At approximately 10:30 this morning, the women's bathroom on the first floor of our office filled up with smoke. Nasty, acrid clouds filled the stalls and blurred the mirror, but nobody could find the source. Ms. Faye called the fire department and we all hung out in the parking lot waiting for the truck.
How's that for symbolism? It's my last day at work and the building is going to burn down.
We heard the sirens coming down Cesar Chavez, and not one but *two* fire trucks pulled up to the building. Guess not much was going on in East Austin this morning. The firefighters checked out the bathroom, but by this time most of the smoke had cleared out. It was just a blown circuit. Blame it on the shoddy 1970's wiring running through the bat-infested attic.
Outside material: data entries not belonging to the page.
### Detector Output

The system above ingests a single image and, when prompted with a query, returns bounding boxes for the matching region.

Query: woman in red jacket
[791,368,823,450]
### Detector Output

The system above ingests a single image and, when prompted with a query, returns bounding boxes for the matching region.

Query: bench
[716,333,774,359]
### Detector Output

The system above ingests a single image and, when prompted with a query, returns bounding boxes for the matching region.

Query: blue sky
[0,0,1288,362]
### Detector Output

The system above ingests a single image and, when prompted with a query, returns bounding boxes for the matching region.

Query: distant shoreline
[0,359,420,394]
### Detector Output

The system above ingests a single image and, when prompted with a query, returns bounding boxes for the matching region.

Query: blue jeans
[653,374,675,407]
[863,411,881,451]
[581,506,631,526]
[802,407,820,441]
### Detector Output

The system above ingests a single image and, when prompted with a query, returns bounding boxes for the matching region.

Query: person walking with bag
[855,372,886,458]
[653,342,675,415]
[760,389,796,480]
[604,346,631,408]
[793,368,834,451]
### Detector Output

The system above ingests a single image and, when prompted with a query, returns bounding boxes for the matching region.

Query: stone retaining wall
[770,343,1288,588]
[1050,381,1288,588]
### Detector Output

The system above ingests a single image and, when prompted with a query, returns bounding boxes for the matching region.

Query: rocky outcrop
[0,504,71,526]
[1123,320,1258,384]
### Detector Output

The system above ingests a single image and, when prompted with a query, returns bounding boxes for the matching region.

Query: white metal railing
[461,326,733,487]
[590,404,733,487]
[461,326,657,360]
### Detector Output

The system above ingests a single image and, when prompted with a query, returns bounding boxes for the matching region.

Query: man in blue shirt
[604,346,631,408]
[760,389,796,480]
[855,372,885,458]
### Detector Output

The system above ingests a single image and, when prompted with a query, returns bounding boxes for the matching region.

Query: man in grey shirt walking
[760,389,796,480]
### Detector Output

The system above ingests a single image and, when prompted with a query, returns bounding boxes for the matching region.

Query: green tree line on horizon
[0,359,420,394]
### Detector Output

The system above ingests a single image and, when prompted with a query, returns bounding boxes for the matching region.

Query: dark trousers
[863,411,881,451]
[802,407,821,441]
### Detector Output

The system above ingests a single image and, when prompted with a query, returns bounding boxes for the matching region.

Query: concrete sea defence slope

Yes, that's right, *bat* infested. Last week as I was walking down the hall to my office, I came face-to-face with a Mexican fruit bat that was hanging on the ceiling, wings all splayed out, beady little bat eyes staring back at me. I screamed, dropped my coffee, and nearly tumbled down the stairs. Mr. Roy, one of our senior volunteers and a no-nonsense kind of a guy, trapped the bat in a box and took it out by the dumpster. Turns out it was the third one inside the building that week. Someone from the City came by to collect the critter and test it for rabies, and took a look in our crawlspace to see if any more were roosting up there. There were. Ah, the perils of living in Austin, home to the largest urban bat colony in the world.
It's 4:22pm now and I'm getting ready to take down my prevention posters and load up the car. Goodbye, bats. Goodbye working in the barrio. Goodbye underpaid, overworked position.* It's been quite the experience.
*just for the record, I am getting ready to start an even more underpaid, overworked job next month. damn humanitarian, do-good-for-my-community, nonprofit world!!!
1 comment:
i hear ya! good post, those damn bats but all up in my biz too! well maybe not.